Городок как городок, не низок, не высок. Не столица, разумеется, но строительный бум, судя по трем многоэтажкам, докатился от Москвы до самых, до окраин… Новодел нагло, на правах сильного и всегда правого, наступал на сгорбленную пригородную деревушку. Стройка теснила её к густо поросшему кугой озерцу, которому, судя по всему, тоже суждено было умереть на окраине старого города.
У еще крепенькой лачужки застыл брошенный бульдозер. Он хищно ощетинился против перекошенной веранды ржавым стальным ножом.
Нелидов задумчиво постоял у еще живого дома, вполне пригодного для ночлега странника, критически оглядел свои ботинки, заляпанные грязью, пошаркал подошвами о брошенную мародерами негодную гнилую доску – и вошел в пустой дом.
В лачужке, замершей между жизнью и смертью, еще пахло человеческим жильём. Даже кое-что из мебели, не приглянувшейся городским старьевщикам, сохранилось.
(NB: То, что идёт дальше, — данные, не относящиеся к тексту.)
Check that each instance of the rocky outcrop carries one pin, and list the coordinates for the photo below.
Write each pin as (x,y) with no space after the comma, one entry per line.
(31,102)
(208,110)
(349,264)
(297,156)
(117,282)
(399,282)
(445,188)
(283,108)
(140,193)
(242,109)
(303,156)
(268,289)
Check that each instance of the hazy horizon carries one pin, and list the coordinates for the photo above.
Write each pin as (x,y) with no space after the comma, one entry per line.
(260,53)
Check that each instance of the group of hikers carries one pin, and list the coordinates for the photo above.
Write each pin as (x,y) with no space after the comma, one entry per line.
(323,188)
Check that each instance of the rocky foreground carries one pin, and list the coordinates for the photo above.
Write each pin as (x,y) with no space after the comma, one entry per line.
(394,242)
У окна пригорюнилась кособокая этажерка с тремя затрепанными книжками на верхней полке, у стены с ободранными обоями стоял диван, из спинки которого торчали рвавшиеся на свободу ржавые пружины. У этого лежбища притулилась облезлая табуретка о трех ногах, служившая строителям или каким-то залетным гостям этого «жилья на снос» столом. На нём еще валялись скрюченные каком-то припадке чипсы, рваная обертка от «крабовых палочек», две пустых бутылки из-под дешевой водки.
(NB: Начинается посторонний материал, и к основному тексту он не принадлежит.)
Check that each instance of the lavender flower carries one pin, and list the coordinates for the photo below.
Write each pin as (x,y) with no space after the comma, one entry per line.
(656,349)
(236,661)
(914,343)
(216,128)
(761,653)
Максим опустил воротник плаща, снял широкополую шляпу и повесил её на гвоздь, торчавший из стены. Шляпа была действительно выдающаяся, и редкий столичный милиционер оставался равнодушным к её хозяину, патрулируя на Курском вокзале.
– И в уголке ему любом, уж был готов и стол, и дом! – экспромтом продекламировал Нелидов.
Этот экспромт Максим продекламировал вслух, радуясь, что на ближайшую ночь крыша над головой была ему обеспечена.
Блаженно улыбаясь, Звездочёт снял плащ, тоже стряхнул с него капли дождя и бросил на ощетинившийся пружинами диван. Торчавшие концы пружин он прикрыл брезентом, валявшемся в изголовье. Тубу с эскизами бережно пристроил к кособокой этажерке. На ней еще стояло несколько уже никому не нужных книг. Мельком даже взглянул на название самой толстой, с драной обложкой – «Домоводство». Усмехнулся, вернулся к лежбищу и, взобравшись на диван, осторожно вытянул уставшие ноги.
Хотелось есть. Так хотелось, что голод гнал сон прочь.
Он, поскрипев ржавыми пружинами, встал, походил по щелястому полу, думая, что предпринять в ближайшие часы. Нужно было выбираться из этого аварийного Ома и новой ямы судьбы. Дом на снос, судьба – на снос…
Нелидов достал уже готовые эскизы, которые возил Доктору Велесу в Москву, хаотично разбросал работы по полу. Встал над готовыми набросками будущего великого полотна, почесывая трехдневную щетину, и задумался…
Еще на худграфе университета он, прочитав у Светония о двух роковых судьбах – римского цезаря Домициана и астролога Асклетариона – Нелидов сделал эти эскизы к своему главному, как он считал, полотну жизни – «Пророчество Асклетариона». Потом, писал, конечно, и другие вещи – пейзажи, портреты стариков и старух, русских красавиц. У художника, понимал Нелидов, должна в жизни быть главная картина. Одна. На большее Господь не отпускает нам времени. Успеть бы потратить себя хотя бы на главное…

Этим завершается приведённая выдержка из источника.